L'Italia si posiziona al quinto posto tra i produttori europei di latte bovino, con oltre 13mila tonnellate consegnate, 23mila allevamenti e circa 1,7 milioni di vacche.
E' il quadro tracciato da Ismea, sulla base degli ultimi dati disponibili, presentato in occasione dell'evento di "Think Milk, Taste Europe, Be Smart", la campagna di promozione di latte e derivati, promossa dal settore lattiero-caseario di Alleanza delle Cooperative Italiane, realizzata da Confcooperative con il cofinanziamento della Commissione europea.

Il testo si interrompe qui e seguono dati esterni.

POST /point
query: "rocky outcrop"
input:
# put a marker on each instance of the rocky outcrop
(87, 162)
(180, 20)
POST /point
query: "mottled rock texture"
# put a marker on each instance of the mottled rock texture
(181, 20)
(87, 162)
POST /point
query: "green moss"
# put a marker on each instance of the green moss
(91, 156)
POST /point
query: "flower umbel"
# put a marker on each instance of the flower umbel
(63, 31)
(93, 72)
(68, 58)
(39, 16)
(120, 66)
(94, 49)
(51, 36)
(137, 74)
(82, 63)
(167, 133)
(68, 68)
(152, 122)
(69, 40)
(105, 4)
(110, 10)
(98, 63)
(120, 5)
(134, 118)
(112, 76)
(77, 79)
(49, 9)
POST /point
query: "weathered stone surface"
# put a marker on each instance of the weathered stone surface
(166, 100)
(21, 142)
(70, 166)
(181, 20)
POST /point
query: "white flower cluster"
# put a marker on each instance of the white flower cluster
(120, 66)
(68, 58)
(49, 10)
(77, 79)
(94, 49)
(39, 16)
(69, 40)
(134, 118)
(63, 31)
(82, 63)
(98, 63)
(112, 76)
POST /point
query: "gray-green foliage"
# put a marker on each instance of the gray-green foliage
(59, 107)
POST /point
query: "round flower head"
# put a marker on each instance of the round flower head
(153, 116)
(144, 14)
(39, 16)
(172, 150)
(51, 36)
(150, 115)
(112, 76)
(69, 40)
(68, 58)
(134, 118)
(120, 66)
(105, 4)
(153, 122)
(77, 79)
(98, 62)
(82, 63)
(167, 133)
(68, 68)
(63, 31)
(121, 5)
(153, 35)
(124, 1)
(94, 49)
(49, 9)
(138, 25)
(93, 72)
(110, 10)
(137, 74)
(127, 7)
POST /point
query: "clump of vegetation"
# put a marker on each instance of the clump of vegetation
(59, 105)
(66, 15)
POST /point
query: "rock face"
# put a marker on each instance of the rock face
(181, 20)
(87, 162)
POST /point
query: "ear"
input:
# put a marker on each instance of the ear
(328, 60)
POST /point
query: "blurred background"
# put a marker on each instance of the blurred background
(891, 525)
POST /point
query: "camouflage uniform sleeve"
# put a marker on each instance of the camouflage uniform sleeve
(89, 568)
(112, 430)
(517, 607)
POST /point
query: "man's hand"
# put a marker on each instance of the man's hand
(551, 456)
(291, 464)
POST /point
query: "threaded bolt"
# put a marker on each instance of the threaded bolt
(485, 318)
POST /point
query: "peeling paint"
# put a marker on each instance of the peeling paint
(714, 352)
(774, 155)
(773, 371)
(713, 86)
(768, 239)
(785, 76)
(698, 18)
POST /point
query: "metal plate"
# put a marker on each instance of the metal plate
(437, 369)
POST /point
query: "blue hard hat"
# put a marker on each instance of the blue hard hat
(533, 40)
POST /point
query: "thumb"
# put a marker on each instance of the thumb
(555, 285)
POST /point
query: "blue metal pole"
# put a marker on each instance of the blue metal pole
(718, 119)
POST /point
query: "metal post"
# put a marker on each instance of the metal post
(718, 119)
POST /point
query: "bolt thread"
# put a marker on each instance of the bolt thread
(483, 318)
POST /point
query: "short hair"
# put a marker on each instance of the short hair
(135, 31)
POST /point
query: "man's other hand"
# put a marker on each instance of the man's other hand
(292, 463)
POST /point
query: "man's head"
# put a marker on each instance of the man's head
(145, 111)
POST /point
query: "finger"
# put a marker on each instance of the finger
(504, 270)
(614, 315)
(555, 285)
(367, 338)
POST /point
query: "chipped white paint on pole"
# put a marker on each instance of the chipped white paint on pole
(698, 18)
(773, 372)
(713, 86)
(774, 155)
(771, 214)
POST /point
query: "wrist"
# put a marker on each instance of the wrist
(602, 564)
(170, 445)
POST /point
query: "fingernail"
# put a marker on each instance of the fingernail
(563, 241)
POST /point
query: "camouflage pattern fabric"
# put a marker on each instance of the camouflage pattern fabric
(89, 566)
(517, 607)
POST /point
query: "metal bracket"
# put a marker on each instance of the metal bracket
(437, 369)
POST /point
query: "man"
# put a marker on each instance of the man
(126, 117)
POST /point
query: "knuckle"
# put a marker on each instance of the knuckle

Negli ultimi 10 anni, rileva Ismea, sono progressivamente scomparse le realtà di piccole dimensioni, a favore di un progressivo percorso di aggregazione; quelle grandi con oltre 500 capi, pur rappresentando poco meno del 5% del totale, detengono circa un terzo dei capi da latte. Secondo Giovanni Guarneri, presidente del Settore lattiero-caseario Confcooperative Fedagripesca, "solo con una maggiore dimensionalità delle aziende è possibile competere nei mercati internazionali, per questo uno dei principali obiettivi su cui occorre intervenire, anche con strumenti politico-normativi, è quello dell'aggregazione del sistema produttivo. Auspichiamo una Ocm di settore". A questo proposito Guarnieri ricorda che già il 63% del giro d'affari cooperativo lattiero-caseario è sviluppato proprio dalle 25 imprese più dimensionate; al sistema fanno capo a oggi 17mila stalle, 540 imprese d trasformazione e più di 13mila lavoratori, con la cooperazione responsabile del 65% del latte raccolto in Italia, nonché del 70% della produzione dei principali formaggi Dop. Bene le esportazioni che, dopo i 5,4 miliardi di euro e 660mila tonnellate dello scorso anno, hanno fatto registrare nel primo semestre 2025 +15,7% in valore e +5% in volume.